Chizik-Goldschmidt, a journalist who lives in New York City, shared a report from the French newspaper Le Figaro that detailed her father-in-law’s experience, which included a fundraising stint in Western Europe followed by a visit with his own father in Israel, where he remains today.
Around the same time as Chizhik-Goldschmidt released the statement, her father-in-law was again elected to serve as Moscow’s chief rabbi, following a vote in the Russian capital’s great synagogue on Tuesday night, the Conference of European Rabbis said in a statement. Goldschmidt, from Israel, was reelected to serve in the position for the next seven years by representatives of the city’s Jewish community.
Contacted by the Jewish Telegraphic Agency, Goldschmidt declined to comment or to answer questions about whether he believes that he will return to Russia, where he was re-elected as the leader of the Moscow Choral Synagogue on Tuesday.
Goldschmidt has not been a vocal critic of the war, though Le Figaro reported that he was sufficiently concerned about it that he reached out to rabbis in neighboring Moldova in mid-February, days before Russia invaded Ukraine, to warn of a potential flood of refugees.

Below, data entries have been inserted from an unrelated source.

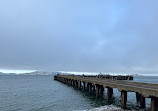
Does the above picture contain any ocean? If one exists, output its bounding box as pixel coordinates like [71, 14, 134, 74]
[0, 75, 158, 111]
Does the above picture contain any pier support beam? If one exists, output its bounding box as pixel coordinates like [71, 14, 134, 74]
[78, 81, 81, 89]
[151, 97, 158, 111]
[107, 87, 113, 102]
[99, 85, 104, 94]
[121, 91, 127, 109]
[82, 82, 86, 91]
[88, 83, 92, 93]
[136, 92, 145, 108]
[96, 84, 99, 97]
[92, 84, 95, 93]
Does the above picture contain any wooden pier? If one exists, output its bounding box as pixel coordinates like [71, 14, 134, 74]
[54, 75, 158, 111]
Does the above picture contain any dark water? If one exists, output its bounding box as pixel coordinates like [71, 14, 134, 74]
[0, 76, 158, 111]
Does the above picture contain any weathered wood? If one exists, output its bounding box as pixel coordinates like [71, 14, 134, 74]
[82, 82, 86, 91]
[96, 84, 99, 97]
[136, 92, 145, 108]
[88, 83, 92, 93]
[107, 87, 113, 102]
[151, 97, 158, 111]
[121, 91, 127, 109]
[54, 75, 158, 111]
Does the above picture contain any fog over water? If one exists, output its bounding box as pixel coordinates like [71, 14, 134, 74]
[0, 0, 158, 74]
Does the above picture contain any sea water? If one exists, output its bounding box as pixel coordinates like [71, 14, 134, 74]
[0, 75, 158, 111]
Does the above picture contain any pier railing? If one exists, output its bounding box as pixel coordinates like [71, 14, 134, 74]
[54, 75, 158, 111]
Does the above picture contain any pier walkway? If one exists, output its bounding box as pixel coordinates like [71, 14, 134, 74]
[54, 75, 158, 111]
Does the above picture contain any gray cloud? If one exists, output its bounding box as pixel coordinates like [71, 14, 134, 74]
[0, 0, 158, 73]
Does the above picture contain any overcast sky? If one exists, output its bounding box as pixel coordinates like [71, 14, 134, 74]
[0, 0, 158, 74]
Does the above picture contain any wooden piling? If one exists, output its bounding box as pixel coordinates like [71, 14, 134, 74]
[96, 84, 99, 97]
[136, 92, 145, 108]
[121, 91, 127, 109]
[107, 87, 113, 102]
[82, 81, 86, 91]
[151, 97, 158, 111]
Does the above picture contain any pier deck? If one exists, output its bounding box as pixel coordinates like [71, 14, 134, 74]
[54, 75, 158, 111]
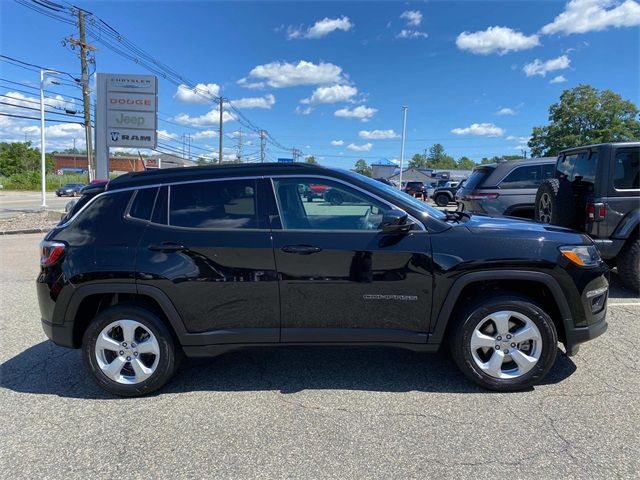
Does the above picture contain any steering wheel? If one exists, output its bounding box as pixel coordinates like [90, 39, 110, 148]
[362, 207, 373, 230]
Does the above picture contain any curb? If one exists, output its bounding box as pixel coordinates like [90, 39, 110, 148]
[0, 227, 51, 235]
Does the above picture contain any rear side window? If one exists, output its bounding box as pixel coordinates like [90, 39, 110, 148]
[613, 147, 640, 190]
[464, 168, 493, 190]
[169, 180, 258, 229]
[129, 188, 158, 221]
[570, 152, 598, 184]
[500, 165, 542, 188]
[556, 153, 578, 178]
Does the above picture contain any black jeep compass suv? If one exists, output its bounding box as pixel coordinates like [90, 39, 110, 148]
[37, 164, 608, 396]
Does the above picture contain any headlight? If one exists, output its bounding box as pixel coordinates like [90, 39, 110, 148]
[560, 245, 600, 267]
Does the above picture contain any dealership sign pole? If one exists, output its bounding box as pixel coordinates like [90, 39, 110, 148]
[96, 73, 158, 178]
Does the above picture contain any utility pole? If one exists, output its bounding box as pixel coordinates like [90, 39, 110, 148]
[218, 97, 224, 165]
[260, 130, 267, 163]
[398, 107, 409, 190]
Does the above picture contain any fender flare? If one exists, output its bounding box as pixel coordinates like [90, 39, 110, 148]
[429, 270, 574, 343]
[611, 208, 640, 240]
[64, 282, 188, 341]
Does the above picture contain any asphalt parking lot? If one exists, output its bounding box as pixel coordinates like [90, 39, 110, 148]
[0, 235, 640, 479]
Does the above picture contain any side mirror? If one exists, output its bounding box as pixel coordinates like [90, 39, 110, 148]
[380, 209, 413, 233]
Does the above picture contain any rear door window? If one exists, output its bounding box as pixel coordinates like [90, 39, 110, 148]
[613, 147, 640, 190]
[499, 165, 542, 188]
[570, 151, 598, 184]
[169, 179, 258, 229]
[464, 167, 493, 191]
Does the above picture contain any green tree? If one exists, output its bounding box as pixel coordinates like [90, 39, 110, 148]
[458, 157, 476, 170]
[409, 153, 427, 168]
[353, 159, 371, 177]
[529, 85, 640, 157]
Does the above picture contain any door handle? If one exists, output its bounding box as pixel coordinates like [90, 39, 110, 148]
[281, 245, 322, 255]
[149, 242, 187, 253]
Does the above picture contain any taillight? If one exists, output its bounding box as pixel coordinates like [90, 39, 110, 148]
[40, 240, 66, 267]
[587, 202, 607, 222]
[463, 192, 499, 200]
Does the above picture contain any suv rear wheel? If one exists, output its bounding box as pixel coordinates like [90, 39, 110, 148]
[82, 305, 178, 397]
[535, 178, 576, 228]
[616, 238, 640, 292]
[450, 296, 558, 392]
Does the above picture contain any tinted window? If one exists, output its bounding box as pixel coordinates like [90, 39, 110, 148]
[464, 167, 493, 191]
[129, 188, 158, 220]
[571, 152, 598, 183]
[542, 163, 556, 180]
[556, 153, 578, 178]
[500, 165, 542, 188]
[151, 187, 169, 225]
[169, 180, 258, 229]
[273, 178, 389, 230]
[613, 147, 640, 190]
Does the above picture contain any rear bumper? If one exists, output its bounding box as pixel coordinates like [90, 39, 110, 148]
[593, 238, 624, 260]
[42, 318, 75, 348]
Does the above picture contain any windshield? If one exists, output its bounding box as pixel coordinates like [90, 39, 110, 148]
[340, 170, 447, 220]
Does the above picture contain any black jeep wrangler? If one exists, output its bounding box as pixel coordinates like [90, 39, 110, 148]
[535, 142, 640, 291]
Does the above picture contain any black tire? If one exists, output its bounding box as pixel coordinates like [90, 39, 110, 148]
[329, 192, 344, 205]
[82, 305, 180, 397]
[535, 178, 578, 228]
[449, 296, 558, 392]
[435, 193, 451, 207]
[616, 238, 640, 292]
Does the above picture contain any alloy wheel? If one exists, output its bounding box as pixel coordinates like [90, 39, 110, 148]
[470, 310, 542, 379]
[94, 320, 160, 385]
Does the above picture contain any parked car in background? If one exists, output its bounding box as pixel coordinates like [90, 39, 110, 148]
[535, 142, 640, 291]
[456, 157, 555, 220]
[36, 164, 615, 396]
[56, 183, 86, 197]
[430, 180, 466, 207]
[402, 182, 424, 197]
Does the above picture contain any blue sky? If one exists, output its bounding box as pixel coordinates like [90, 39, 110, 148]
[0, 0, 640, 167]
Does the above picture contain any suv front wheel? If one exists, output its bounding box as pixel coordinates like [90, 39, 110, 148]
[82, 305, 178, 397]
[451, 296, 558, 392]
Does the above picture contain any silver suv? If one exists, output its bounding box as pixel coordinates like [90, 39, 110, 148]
[456, 157, 556, 219]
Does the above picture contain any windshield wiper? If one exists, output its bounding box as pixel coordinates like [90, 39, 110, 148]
[442, 210, 471, 222]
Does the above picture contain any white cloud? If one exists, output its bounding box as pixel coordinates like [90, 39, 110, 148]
[347, 143, 373, 152]
[191, 130, 218, 140]
[300, 85, 358, 105]
[173, 108, 236, 127]
[451, 123, 504, 137]
[239, 60, 345, 88]
[549, 75, 567, 83]
[287, 15, 353, 40]
[396, 29, 429, 38]
[358, 130, 400, 140]
[522, 55, 571, 77]
[400, 10, 422, 27]
[295, 105, 313, 115]
[333, 105, 378, 122]
[456, 27, 540, 55]
[173, 83, 220, 103]
[229, 94, 276, 108]
[541, 0, 640, 35]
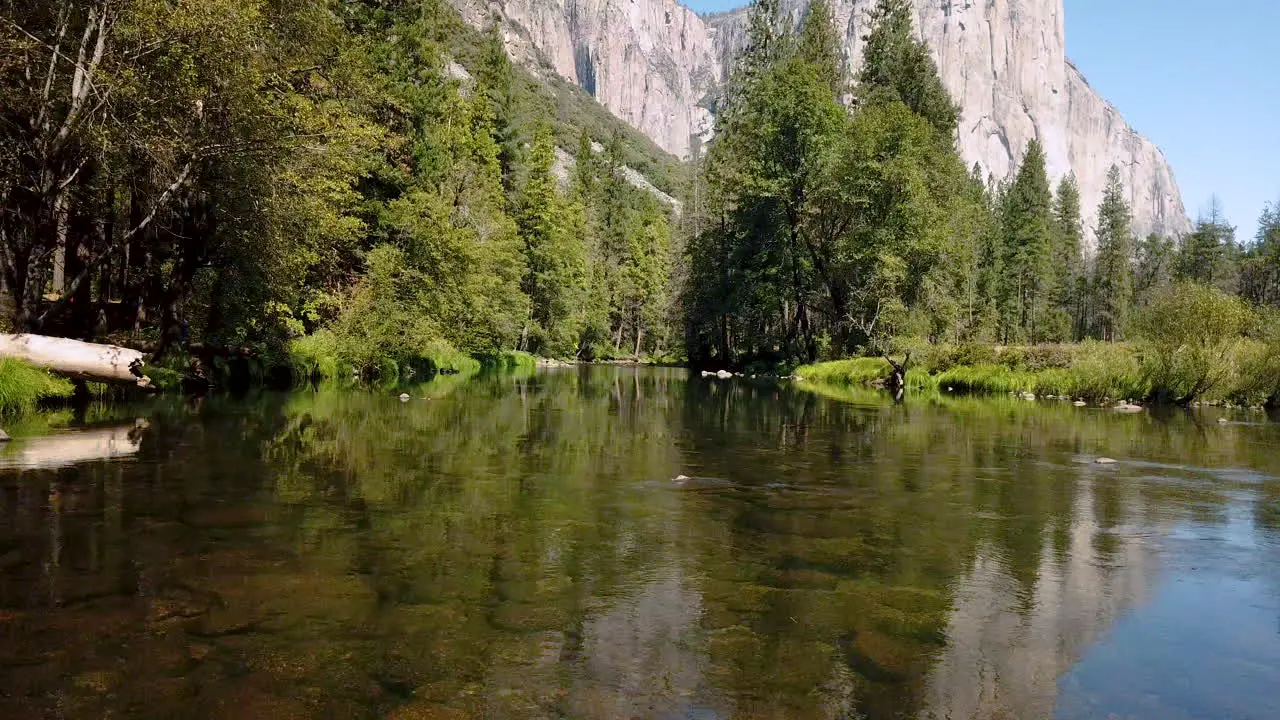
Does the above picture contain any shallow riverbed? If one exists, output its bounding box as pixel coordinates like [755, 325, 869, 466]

Other top rabbis in Russia, including the country’s chief rabbi, Berel Lazar, have stayed in the country even after criticizing the war.
But Goldschmidt’s status in Russia has already been shaken by politics in the past.
In 2005, Goldschmidt, who has had a presence in Moscow since 1989, was suddenly denied entry into the country. It took several weeks before he was allowed back in. Authorities gave no official explanation as to the denial of entry, but some officials made unspecified references to “national security issues.”
Goldschmidt has declined to comment on it, but the affair coincided with a power struggle that ended with Lazar and his Chabad-affiliated rabbis dominating the landscape of Russian Jewish institutional life.
Goldschmidt, a Swiss-born rabbi who is not affiliated with Chabad, was eventually allowed to enter Moscow, but the trajectory of his career increasingly centered on Western Europe. He has served as the head of the Conference of European Rabbis since 2011.
Goldschmidt is staying in Israel with his father, according to the Conference of European Rabbis. The Ashkenazi and Sephardi chief rabbis of Israel, David Lau and Yitzhak Yosef, wrote a letter to leaders of Russian Jewish communities asking them to respect Goldschmidt’s authority even though he is “unable to stay in his congregation,” the Jerusalem Post reported Tuesday.
“The rabbinic court he headed continues to operate under his guidance and provides a proper response to those in need,” they wrote.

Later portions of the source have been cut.